Yes, I know this is a dangerous step; I know it’s likely to make people angry with me because Gandhi is such a sainted figure, the father of a nation, the inspiration of the planet. Criticising him is almost as dangerous as criticising George Washington! Still, so far as I am concerned, the most perceptive comment ever made about the great Indian – I offer no challenge at all to his greatness –was that made by an Oxford academic when the Mahatma came to England in 1931 to attend the Second Round Table Conference. He compared him to Socrates “for absolute control and self-composure”, then added that for the first time in his life he understood why the Greeks made Socrates drink hemlock.

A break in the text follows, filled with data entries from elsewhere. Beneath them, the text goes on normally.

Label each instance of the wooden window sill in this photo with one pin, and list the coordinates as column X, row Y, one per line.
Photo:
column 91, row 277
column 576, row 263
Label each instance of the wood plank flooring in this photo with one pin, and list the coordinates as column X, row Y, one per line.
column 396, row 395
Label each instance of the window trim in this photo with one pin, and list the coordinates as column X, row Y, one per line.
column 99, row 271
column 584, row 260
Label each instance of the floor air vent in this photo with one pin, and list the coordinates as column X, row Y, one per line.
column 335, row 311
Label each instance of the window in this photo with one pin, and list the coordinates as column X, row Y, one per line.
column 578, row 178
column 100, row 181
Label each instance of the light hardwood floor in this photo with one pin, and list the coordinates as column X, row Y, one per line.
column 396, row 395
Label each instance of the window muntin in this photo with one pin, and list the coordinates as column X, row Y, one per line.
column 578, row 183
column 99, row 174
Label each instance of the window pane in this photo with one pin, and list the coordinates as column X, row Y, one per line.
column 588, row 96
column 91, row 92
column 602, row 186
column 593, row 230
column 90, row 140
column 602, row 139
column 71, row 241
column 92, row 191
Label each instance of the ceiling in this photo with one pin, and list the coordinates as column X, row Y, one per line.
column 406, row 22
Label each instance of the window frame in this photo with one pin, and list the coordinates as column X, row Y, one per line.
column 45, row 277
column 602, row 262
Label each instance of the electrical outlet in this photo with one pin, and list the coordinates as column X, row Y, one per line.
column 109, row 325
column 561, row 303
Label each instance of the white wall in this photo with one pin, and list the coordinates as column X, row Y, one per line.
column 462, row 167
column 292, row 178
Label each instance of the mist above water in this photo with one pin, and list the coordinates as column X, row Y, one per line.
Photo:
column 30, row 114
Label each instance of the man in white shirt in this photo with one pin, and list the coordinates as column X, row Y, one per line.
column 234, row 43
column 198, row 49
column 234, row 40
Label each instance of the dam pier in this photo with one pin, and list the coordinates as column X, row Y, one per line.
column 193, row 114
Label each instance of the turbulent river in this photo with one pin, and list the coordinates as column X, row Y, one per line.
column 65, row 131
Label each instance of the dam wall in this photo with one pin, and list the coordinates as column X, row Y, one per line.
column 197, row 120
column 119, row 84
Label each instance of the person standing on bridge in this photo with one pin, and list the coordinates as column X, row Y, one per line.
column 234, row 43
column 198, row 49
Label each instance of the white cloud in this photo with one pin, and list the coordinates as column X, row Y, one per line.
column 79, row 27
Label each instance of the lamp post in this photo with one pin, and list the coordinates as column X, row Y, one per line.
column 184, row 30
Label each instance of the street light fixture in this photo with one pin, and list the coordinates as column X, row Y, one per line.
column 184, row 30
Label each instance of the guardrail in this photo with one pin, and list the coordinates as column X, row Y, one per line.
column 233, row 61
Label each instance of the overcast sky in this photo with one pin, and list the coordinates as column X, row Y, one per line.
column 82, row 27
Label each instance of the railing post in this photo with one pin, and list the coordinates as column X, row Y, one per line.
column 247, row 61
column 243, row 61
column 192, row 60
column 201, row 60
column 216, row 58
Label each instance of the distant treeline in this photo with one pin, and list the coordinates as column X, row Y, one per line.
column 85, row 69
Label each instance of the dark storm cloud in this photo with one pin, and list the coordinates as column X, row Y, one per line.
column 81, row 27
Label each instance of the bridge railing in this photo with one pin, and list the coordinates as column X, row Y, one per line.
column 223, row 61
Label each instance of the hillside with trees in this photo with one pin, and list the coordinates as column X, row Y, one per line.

We all know about the saintliness, the generosity of spirit the admirable commitment to non-violence, which paradoxically was often the cause of more violence. His eccentricities are, perhaps, a lot less well known. He was a food faddist, the father of a thousand cults, and a man who’s much vaunted sexual abstinence led to some bizarre and eccentric behaviour. To make certain personal demands, to have the self-discipline to adhere to a particularly arduous and puritanical path, is one thing; it’s quite another when other people are drawn in. When one of his sons got involved in a fast he said that “if he dies in the process it will not be a matter of regret.”
In his own fasting there was, like so much of his political life, always an element of the theatrical, of showmanship, of the bogus and insincere gesture. His ascetic diet was extended to full-scale hunger strikes ‘to the death’, seventeen times in all, though as British observers wryly noted they never actually were to the death.
It’s perhaps no great surprise that Gandhi’s grasp of international politics in the 1930s was less than perceptive, given his close involvement in domestic affairs. Still some of his comments retain the power to unsettle. He made no distinction whatsoever between the benevolent imperialism of the British and the rapacious imperialism of the Germans and Japanese. He once said that he did not think that Hitler was as bad as depicted, and that the Jews rather than enduring Nazi persecution should commit mass suicide, which would rather have made the Holocaust an altogether less expensive affair. Worst of all was his demand in 1942 that the British leave India to ‘God or to anarchy’, when the Japanese were poised on the threshold. He seems to have been quite blind to the suffering that Japan had inflicted on China from 1937 onwards.
And then there is much-trumpeted personal poverty, his modesty and loin-cloth asceticism transmitted to all around. He always insisted on travelling third class when going by railway. This might have been admirable but for the fact that the Congress Party was obliged to dig into party funds to hire a whole third-class coach.
Of course the worse thing of all is that his politics, and therefore the politics of the Congress Party, drew heavily on Hindu tradition and religion. This would not have been bad if India had been a Hindu nation, but it was not. Gandhi unravelled a political style that made the substantial Muslim minority feel that a British raj was destined to be replaced by a Hindu raj. What India needed at that time in its history was a strictly secular party, one that did not allow religion to intrude in politics. Nehru had a far better understanding of that simple truth than Gandhi. But Nehru was only a politician; Gandhi was the Mahatma.
India is now one of the most dynamic and progressive nations in the world, one with a vibrant economy. It’s moved well beyond Gandhi’s spinning wheel ideal, which would have kept it locked forever in a semi-feudal past. Gandhi may be a great saint but it’s as well to leave such people locked forever in some irrelevant paradise.